Now the question is: Can Obama and his party retain that national security edge in the face of old doubts about the party and new global challenges?

The Democratic Party shouldn't rest easy on its national security laurels. Focus groups conducted by the polling firm Greenberg Quinlan Rosner during this year's election show the public's trust in Obama on national security has not yet erased their doubts about his party. Swing voters, while saying they were "pleasantly surprised" by Obama's strength on handling global challenges, said they still saw the Democratic Party as a party that lacks skill in commanding the military, is too slow in recognizing foreign threats, and bends too much to public opinion rather than having a clear strategic vision.

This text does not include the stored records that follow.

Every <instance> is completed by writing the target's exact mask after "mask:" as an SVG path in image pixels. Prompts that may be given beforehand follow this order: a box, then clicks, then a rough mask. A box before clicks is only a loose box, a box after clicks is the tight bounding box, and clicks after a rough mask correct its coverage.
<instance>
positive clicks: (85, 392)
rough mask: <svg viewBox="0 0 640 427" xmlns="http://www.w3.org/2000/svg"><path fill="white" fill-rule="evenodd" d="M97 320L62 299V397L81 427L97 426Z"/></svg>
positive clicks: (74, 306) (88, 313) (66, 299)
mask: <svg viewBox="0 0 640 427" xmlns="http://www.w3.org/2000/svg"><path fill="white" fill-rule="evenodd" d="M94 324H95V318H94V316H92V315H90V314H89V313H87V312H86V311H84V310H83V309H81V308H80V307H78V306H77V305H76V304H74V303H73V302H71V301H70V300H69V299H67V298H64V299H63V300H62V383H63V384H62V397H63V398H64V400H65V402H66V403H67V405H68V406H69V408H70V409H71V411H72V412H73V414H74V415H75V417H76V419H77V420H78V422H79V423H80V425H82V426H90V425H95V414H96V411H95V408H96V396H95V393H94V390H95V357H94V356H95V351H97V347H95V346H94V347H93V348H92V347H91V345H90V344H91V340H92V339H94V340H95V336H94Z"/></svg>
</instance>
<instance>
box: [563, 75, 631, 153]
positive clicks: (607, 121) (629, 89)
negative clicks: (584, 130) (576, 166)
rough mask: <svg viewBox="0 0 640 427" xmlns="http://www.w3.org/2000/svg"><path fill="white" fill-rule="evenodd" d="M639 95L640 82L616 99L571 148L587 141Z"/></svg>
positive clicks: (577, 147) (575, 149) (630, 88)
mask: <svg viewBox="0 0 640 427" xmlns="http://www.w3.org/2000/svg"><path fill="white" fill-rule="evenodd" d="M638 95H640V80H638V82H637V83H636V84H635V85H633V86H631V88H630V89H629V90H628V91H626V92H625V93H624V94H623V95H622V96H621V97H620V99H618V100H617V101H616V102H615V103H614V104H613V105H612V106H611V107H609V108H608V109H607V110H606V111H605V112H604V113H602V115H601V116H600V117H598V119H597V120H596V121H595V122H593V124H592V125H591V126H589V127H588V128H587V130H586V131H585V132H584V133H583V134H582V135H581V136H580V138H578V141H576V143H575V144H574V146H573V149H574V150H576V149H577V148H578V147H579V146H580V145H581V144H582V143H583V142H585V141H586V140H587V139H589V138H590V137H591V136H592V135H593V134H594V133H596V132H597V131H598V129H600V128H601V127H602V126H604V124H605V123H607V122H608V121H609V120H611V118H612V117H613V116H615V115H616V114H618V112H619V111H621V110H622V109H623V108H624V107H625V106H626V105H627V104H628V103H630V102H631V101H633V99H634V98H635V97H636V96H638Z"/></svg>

If Obama and the Democratic Party are to maintain and strengthen their newfound standing on national security, they should heed three key lessons from Obama's national security record over the past four years:

First, they need to continue demonstrating that they understand the needs and perspectives of the military. Obama has done this well -- spending time with the troops; personally meeting the fallen when they arrive at Dover Air Force Base; showing unstinting support, along with the first lady, for military families; and above all, showing real regard for the advice of his military advisors.

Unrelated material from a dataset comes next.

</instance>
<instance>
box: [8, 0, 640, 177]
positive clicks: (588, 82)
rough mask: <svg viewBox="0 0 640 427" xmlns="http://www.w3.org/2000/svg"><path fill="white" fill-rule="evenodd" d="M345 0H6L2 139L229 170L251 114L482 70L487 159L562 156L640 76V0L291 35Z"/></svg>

Showing concern for the military does not mean giving it an unlimited budget. The public understands that as the United States ends the wars, it is time for a leaner, more modern military -- even if the Republican Party does not. It is instructive that in this year's Senate race in military-heavy Virginia, Republican George Allen focused his campaign against Democrat Tim Kaine on the case against Pentagon budget cuts -- and lost. Yet Democrats do need to show that they take the Pentagon's readiness concerns seriously and that they are committed to maintaining the most advanced military on the planet.

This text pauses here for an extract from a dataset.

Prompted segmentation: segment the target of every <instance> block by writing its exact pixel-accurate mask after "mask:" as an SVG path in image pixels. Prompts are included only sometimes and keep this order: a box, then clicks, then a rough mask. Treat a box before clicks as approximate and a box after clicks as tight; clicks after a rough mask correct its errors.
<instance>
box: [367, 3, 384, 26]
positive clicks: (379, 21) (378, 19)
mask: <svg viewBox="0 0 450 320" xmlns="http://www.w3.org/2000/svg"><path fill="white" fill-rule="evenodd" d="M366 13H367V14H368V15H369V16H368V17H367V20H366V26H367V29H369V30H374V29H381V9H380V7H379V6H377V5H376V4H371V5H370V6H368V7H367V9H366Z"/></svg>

Second, Democrats shouldn't hesitate to use military force when absolutely necessary. They must support methods of projecting and deploying American power -- including drones and special operations forces -- that are both effective and economical. That means, for example, that if al Qaeda affiliates are popping up in places like Yemen or Sudan, Democrats should be prepared to take the fight to them where they are. And it means that in limited circumstances, like the revolution in Libya, the United States should be prepared to join its allies in using force to come to the aid of people fighting in support of U.S. strategic interests and shared values. Democrats should also emphasize diplomatic strategies that can achieve America's goals, like the Obama administration's current approach to Iran and its pivot to Asia.

Third, Democrats need to amplify their vision of America's role in the world. Obama has chartered a new course for the 21st century: He envisions an America unafraid but uneager to use force, an America committed to advancing democracy around the world but without Bush's blunt-force approach, and an America that recognizes that change can carry both great promise and great risk for the country and its interests. Democrats need to build on this vision by showing that they will not pull back from the world as America's wars in Iraq and Afghanistan end and will not defund international engagement at a time of tight resources -- that, instead, they will use the U.S. military, diplomacy, alliances, and moral suasion to make Americans safer and more prosperous.

One presidential term -- even a very successful one -- hasn't been enough to completely erase doubts about Democrats and their ability to lead on security. But two such terms might be, as long as Democrats approach security issues with seriousness and heed the lessons that voters are offering.